KafkaSource<TestData> source = KafkaSource.<TestData>builder()
     .setBootstrapServers(propertiesForKafka.getProperty("bootstrap.servers"))
     .setTopics(TOPIC)
     .setDeserializer(new CustomDeserializer())
     .setGroupId(GROUP_ID)
     .setStartingOffsets(OffsetsInitializer.earliest())
     .build();

DataStream<TestData> testDataStreamSource = env.fromSource(
     source,
     WatermarkStrategy. <
     TestData > noWatermarks(),
     "Kafka Source"
 );

Kafka consumer - Working

(Properties contains group.id,bootstrap.servers and zookeeper.connect)

propertiesForKafka.setProperty(ConsumerConfig.AUTO_OFFSET_RESET_CONFIG, "earliest");
FlinkKafkaConsumer<TestData> flinkKafkaConsumer = new FlinkKafkaConsumer(TOPIC, new CustomDeserializer(), propertiesForKafka);
DataStreamSource<TestData> testDataStreamSource = env.addSource(flinkKafkaConsumer)

Both streams use the same pipeline that looks like this

testDataStreamSource
    .assignTimestampsAndWatermarks(WatermarkStrategy.<TestData>forMonotonousTimestamps().withTimestampAssigner((event, timestamp) - > event.getTimestamp()))
    .keyBy(TestData::getKey)
    .window(SlidingEventTimeWindows.of(Time.hours(3), Time.hours(1)))
    .process(new ProcessWindowFunction<TestData, TestDataOutput, String, TimeWindow>() {
            @Override
            public void process(
                ....
            });

Things tried

  • I've tried to experiment with setting committing of offsets, but it has not improved the situation.
  • Setting timestamps already in the source.

Solution

  • Update: The answer is that the KafkaSource behaves differently than FlinkKafkaConsumer in the case where the number of Kafka partitions is smaller than the parallelism of Flink's kafka source operator.

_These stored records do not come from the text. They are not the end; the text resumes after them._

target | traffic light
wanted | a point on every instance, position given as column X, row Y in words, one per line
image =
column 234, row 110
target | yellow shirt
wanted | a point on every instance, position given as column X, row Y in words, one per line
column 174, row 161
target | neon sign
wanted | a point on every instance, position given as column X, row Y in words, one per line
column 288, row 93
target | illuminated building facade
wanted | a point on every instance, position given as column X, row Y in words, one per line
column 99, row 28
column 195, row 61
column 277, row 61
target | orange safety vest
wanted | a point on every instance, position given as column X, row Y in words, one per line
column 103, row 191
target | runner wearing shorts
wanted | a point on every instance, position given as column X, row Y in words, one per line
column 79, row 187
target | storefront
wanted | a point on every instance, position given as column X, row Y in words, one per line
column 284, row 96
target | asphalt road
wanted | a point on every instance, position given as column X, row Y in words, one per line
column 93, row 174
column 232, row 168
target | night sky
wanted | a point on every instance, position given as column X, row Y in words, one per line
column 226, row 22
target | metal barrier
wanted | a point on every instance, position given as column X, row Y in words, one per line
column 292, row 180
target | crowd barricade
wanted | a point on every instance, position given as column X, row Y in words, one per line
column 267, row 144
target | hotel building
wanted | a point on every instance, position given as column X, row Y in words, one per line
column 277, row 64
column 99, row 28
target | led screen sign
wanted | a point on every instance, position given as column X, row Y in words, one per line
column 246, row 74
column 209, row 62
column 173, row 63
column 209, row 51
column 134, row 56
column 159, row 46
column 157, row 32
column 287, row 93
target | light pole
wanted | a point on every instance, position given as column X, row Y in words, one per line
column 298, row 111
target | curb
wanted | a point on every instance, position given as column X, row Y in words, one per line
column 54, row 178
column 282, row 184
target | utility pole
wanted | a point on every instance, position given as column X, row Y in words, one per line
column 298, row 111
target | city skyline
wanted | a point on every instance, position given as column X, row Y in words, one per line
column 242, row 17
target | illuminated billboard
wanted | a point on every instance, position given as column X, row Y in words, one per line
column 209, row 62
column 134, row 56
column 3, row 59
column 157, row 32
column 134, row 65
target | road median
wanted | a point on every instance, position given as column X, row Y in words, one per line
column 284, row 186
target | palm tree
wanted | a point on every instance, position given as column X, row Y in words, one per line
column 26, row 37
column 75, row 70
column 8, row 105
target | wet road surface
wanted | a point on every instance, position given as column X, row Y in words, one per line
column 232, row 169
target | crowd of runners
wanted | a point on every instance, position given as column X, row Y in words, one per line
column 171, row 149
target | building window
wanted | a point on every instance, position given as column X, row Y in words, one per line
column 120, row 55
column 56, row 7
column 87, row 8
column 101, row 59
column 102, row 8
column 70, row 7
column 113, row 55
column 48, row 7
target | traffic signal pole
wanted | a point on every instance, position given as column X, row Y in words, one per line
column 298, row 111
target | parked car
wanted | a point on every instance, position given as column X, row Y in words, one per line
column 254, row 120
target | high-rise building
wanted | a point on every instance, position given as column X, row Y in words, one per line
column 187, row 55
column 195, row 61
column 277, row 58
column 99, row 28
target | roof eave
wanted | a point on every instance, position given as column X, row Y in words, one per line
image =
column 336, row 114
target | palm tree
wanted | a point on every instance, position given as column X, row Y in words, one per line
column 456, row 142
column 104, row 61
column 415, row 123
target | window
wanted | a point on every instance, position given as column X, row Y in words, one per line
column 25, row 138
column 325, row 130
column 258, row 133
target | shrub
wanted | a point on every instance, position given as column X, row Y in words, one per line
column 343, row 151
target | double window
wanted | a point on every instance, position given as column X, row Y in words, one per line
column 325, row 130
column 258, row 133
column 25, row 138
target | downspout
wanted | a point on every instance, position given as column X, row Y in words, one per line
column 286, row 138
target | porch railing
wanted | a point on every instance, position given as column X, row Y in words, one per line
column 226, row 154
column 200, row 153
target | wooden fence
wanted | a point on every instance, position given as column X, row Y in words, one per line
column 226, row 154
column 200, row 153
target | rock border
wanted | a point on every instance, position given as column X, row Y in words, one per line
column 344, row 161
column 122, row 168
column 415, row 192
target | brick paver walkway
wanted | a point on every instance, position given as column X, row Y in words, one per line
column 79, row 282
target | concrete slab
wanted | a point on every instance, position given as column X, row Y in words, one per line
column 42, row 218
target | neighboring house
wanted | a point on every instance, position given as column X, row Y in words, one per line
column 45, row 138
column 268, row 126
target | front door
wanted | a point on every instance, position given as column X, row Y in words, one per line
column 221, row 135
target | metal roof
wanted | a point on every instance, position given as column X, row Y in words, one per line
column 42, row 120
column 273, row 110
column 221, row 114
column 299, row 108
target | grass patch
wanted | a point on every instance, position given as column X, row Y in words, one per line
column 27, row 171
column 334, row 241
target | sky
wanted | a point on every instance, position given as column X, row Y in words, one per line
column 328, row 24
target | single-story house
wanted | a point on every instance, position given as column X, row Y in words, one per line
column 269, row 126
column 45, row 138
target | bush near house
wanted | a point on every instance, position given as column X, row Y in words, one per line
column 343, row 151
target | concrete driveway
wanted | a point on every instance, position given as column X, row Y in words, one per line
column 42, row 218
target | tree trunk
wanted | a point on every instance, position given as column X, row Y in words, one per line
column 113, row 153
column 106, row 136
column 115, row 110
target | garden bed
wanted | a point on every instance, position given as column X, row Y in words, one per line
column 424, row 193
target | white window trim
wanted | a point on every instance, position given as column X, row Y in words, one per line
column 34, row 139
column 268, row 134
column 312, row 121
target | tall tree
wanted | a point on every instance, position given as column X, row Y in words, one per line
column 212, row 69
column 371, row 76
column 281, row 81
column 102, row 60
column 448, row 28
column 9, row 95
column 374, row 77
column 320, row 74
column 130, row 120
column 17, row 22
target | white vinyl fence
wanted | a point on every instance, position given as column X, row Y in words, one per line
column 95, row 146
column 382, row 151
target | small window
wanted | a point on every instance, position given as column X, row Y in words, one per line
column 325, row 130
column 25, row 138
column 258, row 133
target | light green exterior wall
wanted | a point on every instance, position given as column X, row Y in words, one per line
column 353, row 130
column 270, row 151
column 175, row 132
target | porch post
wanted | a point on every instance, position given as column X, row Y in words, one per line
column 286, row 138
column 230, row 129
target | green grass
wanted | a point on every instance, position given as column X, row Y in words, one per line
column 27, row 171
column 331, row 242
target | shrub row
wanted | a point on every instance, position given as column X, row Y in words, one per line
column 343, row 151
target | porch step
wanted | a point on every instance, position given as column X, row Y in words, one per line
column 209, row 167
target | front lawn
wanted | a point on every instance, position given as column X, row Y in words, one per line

See https://stackoverflow.com/a/70101290/2000823 for details.

    Original answer:

    The problem is almost certainly something related to the timestamps and watermarks.

    To verify that timestamps and watermarks are the problem, you could do a quick experiment where you replace the 3-hour-long event time sliding windows with short processing time tumbling windows.

    In general it is preferred (but not required) to have the KafkaSource do the watermarking. Using forMonotonousTimestamps in a watermark generator applied after the source, as you are doing now, is a risky move. This will only work correctly if the timestamps in all of the partitions being consumed by each parallel instance of the source are processed in order. If more than one Kafka partition is assigned to any of the KafkaSource tasks, this isn't going to happen. On the other hand, if you supply the forMonotonousTimestamps watermarking strategy in the fromSource call (rather than noWatermarks), then all that will be required is that the timestamps be in order on a per-partition basis, which I imagine is the case.

    As troubling as that is, it's probably not enough to explain why the windows don't produce any results. Another possible root cause is that the test data set doesn't include any events with timestamps after the first window, so that window never closes.

    Do you have a sink? If not, that would explain things.

    You can use the Flink dashboard to help debug this. Look to see if the watermarks are advancing in the window tasks. Turn on checkpointing, and then look to see how much state the window task has -- it should have some non-zero amount of state.